Sans Faceted Ofba 9 is a bold, narrow, monoline, upright, tall x-height font visually similar to 'Navine' by OneSevenPointFive, 'Gemsbuck Pro' by Studio Fat Cat, 'From the Internet' by Typodermic, and 'Hockeynight Sans' by XTOPH (names referenced only for comparison).
Keywords: headlines, posters, signage, branding, packaging, industrial, technical, sporty, retro, space saving, high impact, athletic display, octagonal, angular, chamfered, blocky, condensed.
A condensed, all-caps–friendly sans built from straight strokes and clipped corners, replacing curves with crisp chamfers that create an octagonal, faceted silhouette. Strokes are consistently thick and even, producing a sturdy, high-contrast-on-the-page texture without modulation. Counters tend to be squared-off and compact, and the overall proportions run tall and tight, giving lines of text a dense, efficient rhythm. Numerals and capitals share the same hard-edged construction, with diagonals and joins kept clean and mechanical.
Best suited for display typography where space is tight but presence is needed—headlines, posters, labels, and wayfinding-style graphics. It works well for sports-themed layouts, industrial or tech branding, and bold UI moments such as badges, counters, and navigation titles where crisp, angular forms stay legible at larger sizes.
The sharp facets and uniform weight convey a utilitarian, engineered tone—confident, no-nonsense, and slightly retro in a scoreboard/industrial-signage way. Its condensed stance and hard corners add urgency and impact, making it feel sporty and technical rather than friendly or calligraphic.

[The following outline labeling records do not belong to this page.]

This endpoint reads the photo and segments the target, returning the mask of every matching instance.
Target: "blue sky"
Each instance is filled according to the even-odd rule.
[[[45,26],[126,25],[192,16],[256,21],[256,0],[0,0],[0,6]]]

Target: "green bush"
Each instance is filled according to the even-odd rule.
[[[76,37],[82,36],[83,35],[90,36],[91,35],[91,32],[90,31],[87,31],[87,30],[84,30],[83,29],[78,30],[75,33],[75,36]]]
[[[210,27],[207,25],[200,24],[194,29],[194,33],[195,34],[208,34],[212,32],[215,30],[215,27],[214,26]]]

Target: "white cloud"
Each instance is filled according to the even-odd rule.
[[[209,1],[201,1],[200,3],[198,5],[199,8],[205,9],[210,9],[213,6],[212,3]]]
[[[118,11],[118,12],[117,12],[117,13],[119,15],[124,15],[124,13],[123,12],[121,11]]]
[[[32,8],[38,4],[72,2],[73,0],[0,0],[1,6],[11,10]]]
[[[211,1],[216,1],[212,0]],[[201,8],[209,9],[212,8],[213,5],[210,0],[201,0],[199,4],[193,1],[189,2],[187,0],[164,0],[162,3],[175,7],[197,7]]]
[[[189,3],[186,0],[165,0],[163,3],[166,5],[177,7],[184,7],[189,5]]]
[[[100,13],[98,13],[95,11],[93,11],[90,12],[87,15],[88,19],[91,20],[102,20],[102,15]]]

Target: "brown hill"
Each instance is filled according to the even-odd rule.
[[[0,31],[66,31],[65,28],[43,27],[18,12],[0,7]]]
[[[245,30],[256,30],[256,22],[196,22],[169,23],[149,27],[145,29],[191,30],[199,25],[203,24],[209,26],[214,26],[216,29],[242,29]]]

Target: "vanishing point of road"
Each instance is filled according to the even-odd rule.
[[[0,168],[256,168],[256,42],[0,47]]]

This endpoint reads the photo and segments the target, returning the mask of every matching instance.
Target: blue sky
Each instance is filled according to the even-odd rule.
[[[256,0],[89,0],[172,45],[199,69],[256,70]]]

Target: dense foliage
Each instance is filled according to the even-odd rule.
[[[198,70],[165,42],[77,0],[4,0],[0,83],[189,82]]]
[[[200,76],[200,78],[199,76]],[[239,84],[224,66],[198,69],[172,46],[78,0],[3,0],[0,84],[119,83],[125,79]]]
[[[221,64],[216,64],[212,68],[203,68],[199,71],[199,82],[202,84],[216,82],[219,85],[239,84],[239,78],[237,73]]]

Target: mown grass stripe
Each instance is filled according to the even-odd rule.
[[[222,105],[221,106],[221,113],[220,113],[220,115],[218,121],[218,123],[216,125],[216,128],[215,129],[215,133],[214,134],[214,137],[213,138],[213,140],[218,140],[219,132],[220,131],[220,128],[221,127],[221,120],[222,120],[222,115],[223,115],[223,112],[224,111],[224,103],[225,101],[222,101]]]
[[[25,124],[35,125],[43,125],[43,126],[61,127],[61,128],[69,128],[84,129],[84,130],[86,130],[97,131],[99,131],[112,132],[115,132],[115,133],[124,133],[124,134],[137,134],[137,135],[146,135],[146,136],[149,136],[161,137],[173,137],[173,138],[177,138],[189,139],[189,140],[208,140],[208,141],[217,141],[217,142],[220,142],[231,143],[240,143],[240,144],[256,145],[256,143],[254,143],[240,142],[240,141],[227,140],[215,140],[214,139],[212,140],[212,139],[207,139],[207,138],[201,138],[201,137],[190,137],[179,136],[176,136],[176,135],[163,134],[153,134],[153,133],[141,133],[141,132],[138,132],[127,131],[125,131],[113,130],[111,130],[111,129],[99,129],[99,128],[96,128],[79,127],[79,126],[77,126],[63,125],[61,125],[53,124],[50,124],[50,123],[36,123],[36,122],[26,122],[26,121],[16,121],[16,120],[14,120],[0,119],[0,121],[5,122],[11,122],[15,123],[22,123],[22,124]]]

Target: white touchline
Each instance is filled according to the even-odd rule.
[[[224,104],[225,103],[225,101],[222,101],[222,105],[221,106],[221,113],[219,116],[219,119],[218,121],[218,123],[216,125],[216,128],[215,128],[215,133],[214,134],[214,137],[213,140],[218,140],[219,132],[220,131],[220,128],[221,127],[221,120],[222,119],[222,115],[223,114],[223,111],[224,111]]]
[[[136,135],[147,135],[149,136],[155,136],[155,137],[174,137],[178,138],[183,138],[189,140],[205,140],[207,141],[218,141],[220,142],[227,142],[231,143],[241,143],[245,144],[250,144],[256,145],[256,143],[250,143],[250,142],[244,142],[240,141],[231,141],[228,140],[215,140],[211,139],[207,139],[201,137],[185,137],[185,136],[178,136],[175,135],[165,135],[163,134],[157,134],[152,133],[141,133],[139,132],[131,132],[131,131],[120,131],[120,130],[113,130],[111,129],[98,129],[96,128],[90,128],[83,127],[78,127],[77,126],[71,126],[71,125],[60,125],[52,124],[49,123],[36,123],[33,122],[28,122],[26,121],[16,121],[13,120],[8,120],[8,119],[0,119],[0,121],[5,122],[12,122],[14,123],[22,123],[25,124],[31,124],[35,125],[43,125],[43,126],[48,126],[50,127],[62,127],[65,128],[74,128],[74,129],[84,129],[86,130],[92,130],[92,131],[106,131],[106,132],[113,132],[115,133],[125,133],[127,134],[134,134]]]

The letterforms appear designed to deliver maximum impact with minimal fuss: a condensed footprint, uniform stroke weight, and faceted corners that translate smoothly to bold, reproducible shapes. The likely intent is a modernized, hard-edged display sans that evokes mechanical lettering and athletic numbering while remaining systematic and consistent across caps, lowercase, and numerals.
The design language is highly consistent across the set: rounded forms like O, C, and G are interpreted as multi-sided shapes, and terminals are typically cut flat or on a diagonal rather than softened. The lowercase follows the same geometric logic, reading more like compact, sign-painter block forms than traditional text faces.